Big data students designed a system that could predict anomalies in elevators using accelerometer data.

Three Professional Master’s Program groups win Innovation Prize for project presentations

May 11, 2020

After presenting their projects to advisors, three teams in the Professional Master’s Program have received Innovation Prizes for their work. Two groups from the Big Data concentration were selected, as well as one group from Visual Computing. 

“The Innovation prize winners were selected by the PMP Advisory Council Members based on a combination of three aspects: innovation, potential impact, and quality of implementation. The selection process was highly competitive,” says Jiannan Wang, director of the Professional Master’s Program.

“Congratulations to the three winning teams. The quality of their work is phenomenal. I am so proud of their achievements.”

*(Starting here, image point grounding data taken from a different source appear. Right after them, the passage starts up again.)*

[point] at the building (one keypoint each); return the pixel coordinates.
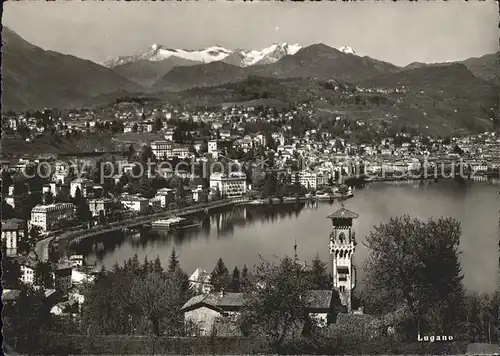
(198, 194)
(85, 186)
(47, 216)
(162, 149)
(63, 278)
(98, 205)
(135, 203)
(307, 179)
(212, 148)
(181, 151)
(205, 312)
(13, 230)
(166, 196)
(27, 270)
(230, 186)
(187, 196)
(342, 246)
(77, 260)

Below is information on each of the selected projects: 

Big Data

Deviation Finder - An Elevator Anomaly Detection System

Github link:

This project idea was originally proposed by Technical Safety BC. After seeing the work of the students, they were impressed by the project, sharing their research on LinkedIn

Abstract: Elevators have become an integral part of any building structure due to its ease of transporting people in minimal time. Elevators do not just help us get places a little faster – they make dense urban living possible, allowing the efficient construction of high-rise structures. Like every other machine, elevators also require periodic maintenance. Periodic health check-up of lifts is done by elevator technicians through routine inspections. Increasing development of new infrastructures has resulted in exponential installation of lifts demanding more inspectors in this area. Acquiring new workforce and training them can be expensive and time consuming. Hence, it is important to setup an automated process that can effectively find anomalies in elevators using Internet of Things and Artificial Intelligence.

The objective of this project was to design a system that can predict anomalies in elevators using accelerometer data. We have created a data science pipeline that incorporates methodologies such as data cleaning, data pre-processing, exploratory data analysis, data modelling and model deployment to meet the objective. We have experimented various unsupervised models such as K-Means, DBSCAN, Isolation Forest, LSTM, and ANN Auto-encoders to capture deviations in normal patterns. LSTM Auto-encoder outperformed other models with an F1-score of 67%. A demonstration of model deployment on web using Kafka, AWS Dynamo DB, Flask and Plotly Dash is also achieved as part of this project.”

The WikiPlugin: A new lens for viewing the world’s knowledge

No link available

Abstract: In this project, we used the open datasets released by Wikimedia to leverage both the underlying graphical nature of Wikipedia, as well as the semantic information encoded within each article's text using modern NLP techniques. We used that representation for each article to train a model to predict whether or not it would be a difficult concept to understand. Then we carefully designed an ETL pipeline to update a back-end system to support the model-scoring on a monthly basis.  We have a database and web application supporting the home page of a Chrome extension, allowing the user to highlight the important concepts of an article, and to see the expected time required to read the whole page. They can find similar articles to the one that they’re trying to learn about, or analogous concepts in other subjects that weren't connected through links. We also built a simplification priority queue for all the articles that don't currently have an existing simplified version, based on the expected amount of time the article would take to read. This could be used in conjunction with the article click demand to have a bounty system to incentivize the articles most in need to having a simplified version next.

Visual Computing

Hairstyle Transfer — Semantic Editing GAN Latent Code

Link to report:

Github link:

Abstract: Motivated by the success of StyleGAN, where stochastic variation is incorporated in generating realistic-looking images, we proposed to focus on the  hairstyle attributes of a face. The right hairstyle can often only be discovered through trials and errors. Thus, being able to virtually “try on” a novel hairstyle through a computer vision system holds practical value in reality. In this project, we propose an end-to-end workflow for editing hair attributes on real faces. Hairstyle Transfer leverages fixed pre-trained GAN models, GAN encoders, and manipulations of the latent code for the semantic editing. Moreover, we further confirmed the linear separability assumption of hair-related semantic attributes.